- Classification: Division I
- Season: 2021–22
- Teams: 4
- Site: Lavietes Pavilion Boston, MA
- Champions: Princeton (3rd title)
- Television: ESPNews, ESPN+

= 2022 Ivy League women's basketball tournament =

The 2022 Ivy League women's basketball tournament was the scheduled postseason women's basketball tournament for the Ivy League of the 2021–22 NCAA Division I women's basketball season. It was held March 11 and 12, 2022, at the Lavietes Pavilion on the campus of Harvard University in Boston. (Note: Although Harvard's overall administration and undergraduate campus are in Cambridge, Massachusetts, the athletic department offices and almost all athletic venues, including Lavietes Pavilion, lie within the city limits of Boston.) Princeton won its third Ivy League championship, earning an automatic bid to the 2022 NCAA Division I women's basketball tournament, the team's ninth appearance.

==Seeds==
The top four teams in the Ivy League regular-season standings qualified for the tournament and were seeded according to their records in conference play, resulting in a Shaughnessy playoff. If a tie for any of the top four positions exists, tiebreakers are applied in the following order:
- Head-to-head record between teams involved in the tie.
- Record against the top team(s) not involved in the tie in order of conference record, going down through the seedings until the tie is broken.
- Average of the teams' ranking in the following computer systems: NCAA NET, Sagarin, KenPom, and ESPN Basketball Percentage Index.
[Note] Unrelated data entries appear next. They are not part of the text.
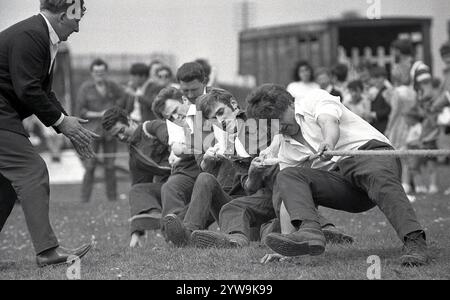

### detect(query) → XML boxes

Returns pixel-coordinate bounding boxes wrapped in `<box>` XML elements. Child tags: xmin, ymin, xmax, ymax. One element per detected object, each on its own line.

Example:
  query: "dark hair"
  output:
<box><xmin>156</xmin><ymin>65</ymin><xmax>173</xmax><ymax>78</ymax></box>
<box><xmin>152</xmin><ymin>87</ymin><xmax>183</xmax><ymax>120</ymax></box>
<box><xmin>102</xmin><ymin>106</ymin><xmax>130</xmax><ymax>131</ymax></box>
<box><xmin>347</xmin><ymin>80</ymin><xmax>364</xmax><ymax>91</ymax></box>
<box><xmin>197</xmin><ymin>88</ymin><xmax>236</xmax><ymax>116</ymax></box>
<box><xmin>89</xmin><ymin>58</ymin><xmax>108</xmax><ymax>72</ymax></box>
<box><xmin>246</xmin><ymin>84</ymin><xmax>294</xmax><ymax>120</ymax></box>
<box><xmin>130</xmin><ymin>63</ymin><xmax>150</xmax><ymax>77</ymax></box>
<box><xmin>370</xmin><ymin>66</ymin><xmax>387</xmax><ymax>78</ymax></box>
<box><xmin>195</xmin><ymin>58</ymin><xmax>211</xmax><ymax>83</ymax></box>
<box><xmin>314</xmin><ymin>67</ymin><xmax>331</xmax><ymax>78</ymax></box>
<box><xmin>439</xmin><ymin>42</ymin><xmax>450</xmax><ymax>56</ymax></box>
<box><xmin>40</xmin><ymin>0</ymin><xmax>86</xmax><ymax>14</ymax></box>
<box><xmin>292</xmin><ymin>60</ymin><xmax>314</xmax><ymax>81</ymax></box>
<box><xmin>392</xmin><ymin>39</ymin><xmax>415</xmax><ymax>56</ymax></box>
<box><xmin>177</xmin><ymin>62</ymin><xmax>205</xmax><ymax>83</ymax></box>
<box><xmin>331</xmin><ymin>64</ymin><xmax>348</xmax><ymax>82</ymax></box>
| Seed | School | Record | Tiebreaker 1 | Tiebreaker 2 | Tiebreaker 3 | Tiebreaker 4 |
|---|---|---|---|---|---|---|
| 1 | Princeton | 14-0 |  |  |  |  |
| 2 | Columbia | 12-2 |  |  |  |  |
| 3 | Yale | 9–5 |  |  |  |  |
| 4 | Harvard | 7–7 | 1-1 vs. Penn | 0-2 vs. Princeton | 0-2 vs. Columbia | 1-1 vs. Yale |
| DNQ | Penn | 7-7 | 1-1 vs. Harvard | 0-2 vs. Princeton | 0-2 vs. Columbia | 0-2 vs. Yale |

==Schedule==

Session: Game; Time; Matchup; Score; Television; Attendance
Semifinals – Saturday, March 12
1: 1; 4:30 pm; No. 1 Princeton vs. No. 4 Harvard; 72–67; ESPN+
2: 7:30 pm; No. 2 Columbia vs. No. 3 Yale; 67–38
Championship – Sunday, March 13
2: 3; 5:00 pm; No. 1 Princeton vs. No. 2 Columbia; 77-59; ESPNEWS/ESPN+
Game times in Eastern Time. Rankings denote tournament seeding.